Also known as "Turquoise Marilyn".

Scarce sold out true First Edition square softcover catalogue with stiff wraps of the historic Andy Warhol retrospective at the Tate Gallery in 1971 (17 February - 28 March). This volume is 100 pages and is profusely illustrated with text by Richard Morphet. This IMPORTANT retrospective - planned in the Sixties and realized in 1971, at the height of Warhol's fame, and in his lifetime - was one of the most important and touted shows of the era. It features his most iconic works from the Sixties, including Marilyn, 1964 (front cover) and Liz (1963) back cover, along with Campbell's Soup Cans, Elvis, Jackie, Electric Chairs and car crashes. This is a well known, long sold out and out of print, and now very scarce publication. At the end of this volume is a Checklist of the 123 Works in the exhibition, along with the 59 works reproduced, but not in the exhibition, as well as a list of lenders - people like Mr. and Mrs. Roy Lichtenstein, the Sidney Janis Gallery, Ileanna Sonnabend, Robert Rauschenberg, Mr. and Mrs. Burton Tremaine, etc. The Checklist of all 59 Works in the exhibition is on pink cardstock paper.

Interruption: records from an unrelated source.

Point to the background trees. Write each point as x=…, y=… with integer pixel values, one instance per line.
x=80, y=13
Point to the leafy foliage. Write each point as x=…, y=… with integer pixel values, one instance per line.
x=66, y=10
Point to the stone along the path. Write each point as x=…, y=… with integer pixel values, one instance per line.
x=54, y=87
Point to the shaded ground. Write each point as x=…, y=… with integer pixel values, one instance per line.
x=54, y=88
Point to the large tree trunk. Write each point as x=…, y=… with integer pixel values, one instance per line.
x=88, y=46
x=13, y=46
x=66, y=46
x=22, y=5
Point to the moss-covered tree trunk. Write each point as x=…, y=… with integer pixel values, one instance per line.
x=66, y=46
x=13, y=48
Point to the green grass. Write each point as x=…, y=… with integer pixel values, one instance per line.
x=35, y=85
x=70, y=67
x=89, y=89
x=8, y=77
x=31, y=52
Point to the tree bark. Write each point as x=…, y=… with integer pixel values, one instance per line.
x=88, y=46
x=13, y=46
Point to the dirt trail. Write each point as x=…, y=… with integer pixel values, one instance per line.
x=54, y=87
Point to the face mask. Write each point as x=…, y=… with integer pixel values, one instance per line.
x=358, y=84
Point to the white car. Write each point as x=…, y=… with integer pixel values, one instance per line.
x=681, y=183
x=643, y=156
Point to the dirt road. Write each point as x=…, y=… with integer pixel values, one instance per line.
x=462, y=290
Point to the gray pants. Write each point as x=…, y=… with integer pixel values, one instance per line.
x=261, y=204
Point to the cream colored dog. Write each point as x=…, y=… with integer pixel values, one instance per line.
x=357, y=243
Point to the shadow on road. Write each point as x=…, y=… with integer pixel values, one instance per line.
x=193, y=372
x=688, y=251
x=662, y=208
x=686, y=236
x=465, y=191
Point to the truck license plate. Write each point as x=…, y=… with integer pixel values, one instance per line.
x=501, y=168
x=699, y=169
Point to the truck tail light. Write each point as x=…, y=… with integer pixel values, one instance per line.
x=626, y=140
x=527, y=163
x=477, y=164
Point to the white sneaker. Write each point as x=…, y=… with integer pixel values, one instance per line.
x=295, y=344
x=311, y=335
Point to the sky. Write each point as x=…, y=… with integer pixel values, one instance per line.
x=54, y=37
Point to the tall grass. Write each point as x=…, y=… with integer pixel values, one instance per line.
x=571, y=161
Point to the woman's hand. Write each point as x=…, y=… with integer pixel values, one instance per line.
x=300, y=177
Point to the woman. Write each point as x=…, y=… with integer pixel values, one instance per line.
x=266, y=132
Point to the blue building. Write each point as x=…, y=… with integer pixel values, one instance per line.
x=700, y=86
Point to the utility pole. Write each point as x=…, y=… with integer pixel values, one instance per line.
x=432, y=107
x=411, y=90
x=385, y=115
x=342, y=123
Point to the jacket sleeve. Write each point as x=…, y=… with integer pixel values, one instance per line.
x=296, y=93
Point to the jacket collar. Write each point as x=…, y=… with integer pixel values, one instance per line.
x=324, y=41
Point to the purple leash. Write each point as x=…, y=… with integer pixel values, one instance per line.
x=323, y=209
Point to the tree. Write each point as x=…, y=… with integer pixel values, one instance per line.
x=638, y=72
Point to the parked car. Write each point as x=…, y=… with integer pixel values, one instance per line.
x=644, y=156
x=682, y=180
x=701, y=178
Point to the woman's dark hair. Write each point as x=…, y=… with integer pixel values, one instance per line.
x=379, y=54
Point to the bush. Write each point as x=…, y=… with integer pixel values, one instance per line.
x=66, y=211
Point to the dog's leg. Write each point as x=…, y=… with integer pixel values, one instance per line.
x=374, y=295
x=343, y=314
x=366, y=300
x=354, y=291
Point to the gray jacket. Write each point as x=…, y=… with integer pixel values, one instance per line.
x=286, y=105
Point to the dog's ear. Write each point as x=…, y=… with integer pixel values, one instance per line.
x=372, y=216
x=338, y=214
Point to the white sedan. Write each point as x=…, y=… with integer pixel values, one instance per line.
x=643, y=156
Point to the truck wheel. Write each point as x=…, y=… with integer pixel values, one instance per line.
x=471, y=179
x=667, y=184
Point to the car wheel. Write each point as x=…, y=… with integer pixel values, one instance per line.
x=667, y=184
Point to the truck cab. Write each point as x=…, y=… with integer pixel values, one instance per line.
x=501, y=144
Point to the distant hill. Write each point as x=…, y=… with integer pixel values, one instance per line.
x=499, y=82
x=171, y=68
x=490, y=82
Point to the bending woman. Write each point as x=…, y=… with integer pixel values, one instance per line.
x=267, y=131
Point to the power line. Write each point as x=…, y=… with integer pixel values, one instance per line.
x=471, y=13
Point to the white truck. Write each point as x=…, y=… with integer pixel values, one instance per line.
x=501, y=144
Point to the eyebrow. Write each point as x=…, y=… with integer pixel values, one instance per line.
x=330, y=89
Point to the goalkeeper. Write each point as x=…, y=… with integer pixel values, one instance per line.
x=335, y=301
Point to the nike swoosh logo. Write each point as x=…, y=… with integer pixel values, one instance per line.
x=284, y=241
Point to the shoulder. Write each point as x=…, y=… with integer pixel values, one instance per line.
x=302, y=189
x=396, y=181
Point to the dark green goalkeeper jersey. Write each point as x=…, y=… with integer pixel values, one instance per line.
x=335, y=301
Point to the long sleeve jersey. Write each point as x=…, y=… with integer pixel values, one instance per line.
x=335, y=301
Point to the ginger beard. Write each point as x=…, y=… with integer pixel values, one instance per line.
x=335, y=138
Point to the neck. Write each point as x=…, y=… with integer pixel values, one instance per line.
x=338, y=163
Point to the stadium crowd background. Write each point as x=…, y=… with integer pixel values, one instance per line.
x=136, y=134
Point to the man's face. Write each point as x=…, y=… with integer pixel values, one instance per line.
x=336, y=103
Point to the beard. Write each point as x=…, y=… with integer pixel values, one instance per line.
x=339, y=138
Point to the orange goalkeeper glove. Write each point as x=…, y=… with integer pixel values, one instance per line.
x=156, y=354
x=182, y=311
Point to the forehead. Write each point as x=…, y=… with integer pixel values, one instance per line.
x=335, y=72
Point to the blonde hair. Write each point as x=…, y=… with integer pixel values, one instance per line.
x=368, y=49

Signature: Signed by Andy Warhol in black felt pen. Extremely rare in this condition and signed by the artist.

About Andy Warhol

Obsessed with celebrity, consumer culture, and mechanical (re)production, Pop artist Andy Warhol created some of the most iconic images of the 20th century. As famous for his quips as for his art—he variously mused that “art is what you can get away with” and “everyone will be famous for 15 minutes”—Warhol drew widely from popular culture and everyday subject matter, creating works like his 32 Campbell's Soup Cans (1962), Brillo pad box sculptures, and portraits of Marilyn Monroe, using the medium of silk-screen printmaking to achieve his characteristic hard edges and flat areas of color. Known for his cultivation of celebrity, Factory studio (a radical social and creative melting pot), and avant-garde films like Chelsea Girls (1966), Warhol was also a mentor to artists like Keith Haring and Jean-Michel Basquiat. His Pop sensibility is now standard practice, taken up by major contemporary artists Richard Prince, Takashi Murakami, and Jeff Koons, among countless others.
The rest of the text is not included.